Double Precision (IEEE 64-bit):
           raw = 0x7ff8000000000000
          sign = 0x0
      exponent = 0x7ff (NaN or Infinity)
   significand = 8000000000000 (non-zero indicates NaN)

And for very large values it will print the full integer value:

$ ./dumpfp 1e30
Single Precision (IEEE 32-bit):
           raw = 0x7149f2ca
          sign = 0x0
      exponent = 0xe2 (99)
   significand = 0x49f2ca

   VALUE CALCULATION =
       significand   (1 + 2423141/2^22  (1.5777218341827392578125))
     * 2^exponent    (2^99)
     = VALUE         (1000000015047466219876688855040)

Double Precision (IEEE 64-bit):
           raw = 0x46293e5939a08cea
          sign = 0x0
      exponent = 0x462 (99)
   significand = 0x93e5939a08cea

   VALUE CALCULATION =
       significand   (1 + 1300913865115253/2^51  (1.577721810442023642195863430970348417758941650390625))
     * 2^exponent    (2^99)
     = VALUE         (1000000000000000019884624838656)

I learned a lot by writing this tool, and I hope it helps you understand floating-point better.
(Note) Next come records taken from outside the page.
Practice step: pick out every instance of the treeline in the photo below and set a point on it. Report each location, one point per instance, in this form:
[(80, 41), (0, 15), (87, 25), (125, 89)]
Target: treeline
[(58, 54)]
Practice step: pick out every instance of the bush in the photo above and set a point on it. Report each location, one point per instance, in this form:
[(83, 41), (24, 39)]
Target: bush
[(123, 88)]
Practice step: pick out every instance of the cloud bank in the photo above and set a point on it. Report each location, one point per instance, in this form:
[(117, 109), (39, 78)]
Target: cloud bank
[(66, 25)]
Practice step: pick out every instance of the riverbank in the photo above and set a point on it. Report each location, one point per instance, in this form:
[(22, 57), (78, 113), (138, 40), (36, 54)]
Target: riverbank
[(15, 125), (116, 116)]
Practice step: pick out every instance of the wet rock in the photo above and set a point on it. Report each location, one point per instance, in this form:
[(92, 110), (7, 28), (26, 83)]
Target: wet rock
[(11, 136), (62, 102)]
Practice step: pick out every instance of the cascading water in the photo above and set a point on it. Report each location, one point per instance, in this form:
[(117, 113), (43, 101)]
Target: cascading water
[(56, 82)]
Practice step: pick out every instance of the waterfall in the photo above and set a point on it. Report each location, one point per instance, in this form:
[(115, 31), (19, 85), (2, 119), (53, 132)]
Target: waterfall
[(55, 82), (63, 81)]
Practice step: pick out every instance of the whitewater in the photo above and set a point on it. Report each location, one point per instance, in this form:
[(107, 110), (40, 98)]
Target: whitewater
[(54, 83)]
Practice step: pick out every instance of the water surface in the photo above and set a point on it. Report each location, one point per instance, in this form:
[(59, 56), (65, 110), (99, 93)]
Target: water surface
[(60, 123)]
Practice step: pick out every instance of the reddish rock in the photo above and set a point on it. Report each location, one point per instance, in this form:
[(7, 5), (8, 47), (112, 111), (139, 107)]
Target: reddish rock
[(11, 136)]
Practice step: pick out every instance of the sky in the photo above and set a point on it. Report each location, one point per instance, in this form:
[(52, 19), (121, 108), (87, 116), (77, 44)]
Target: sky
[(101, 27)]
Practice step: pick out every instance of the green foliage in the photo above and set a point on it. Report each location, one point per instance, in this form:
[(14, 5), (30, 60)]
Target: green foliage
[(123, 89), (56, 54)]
Floating-point numbers don’t have to be that mysterious: they have very specific values as we can see. The trickiness comes from the fact that values get rounded if they can’t be represented exactly; hopefully this tool will make it clear when a value can be represented or not.

For example, one thing that can run you into trouble is trying to add two numbers where one is much larger than the other. Suppose you wanted to add 1 + 1e-16. The result should be 1.00000000000000001, but can this number be represented in floating-point?

$ ./dumpfp 1.00000000000000001
Single Precision (IEEE 32-bit):
           raw = 0x3f800000
          sign = 0x0
      exponent = 0x7f (0)
   significand = 0x0

   VALUE CALCULATION =
       significand   (1 + 0/2^0  (1.0))
     * 2^exponent    (2^0)
     = VALUE         (1 + 0/2^0  (1.0))

Double Precision (IEEE 64-bit):
           raw = 0x3ff0000000000000
          sign = 0x0
      exponent = 0x3ff (0)
   significand = 0x0

   VALUE CALCULATION =
       significand   (1 + 0/2^0  (1.0))
     * 2^exponent    (2^0)
     = VALUE         (1 + 0/2^0  (1.0))

We see here that the number 1.00000000000000001 can’t be represented in floating-point, and the closest approximation we had available to us was 1.0. We lost the smaller number completely! It’s not that operations like addition are imprecise, it’s that the result of the operation might not be possible to store in a floating-point value, so it rounds to the nearest representable number.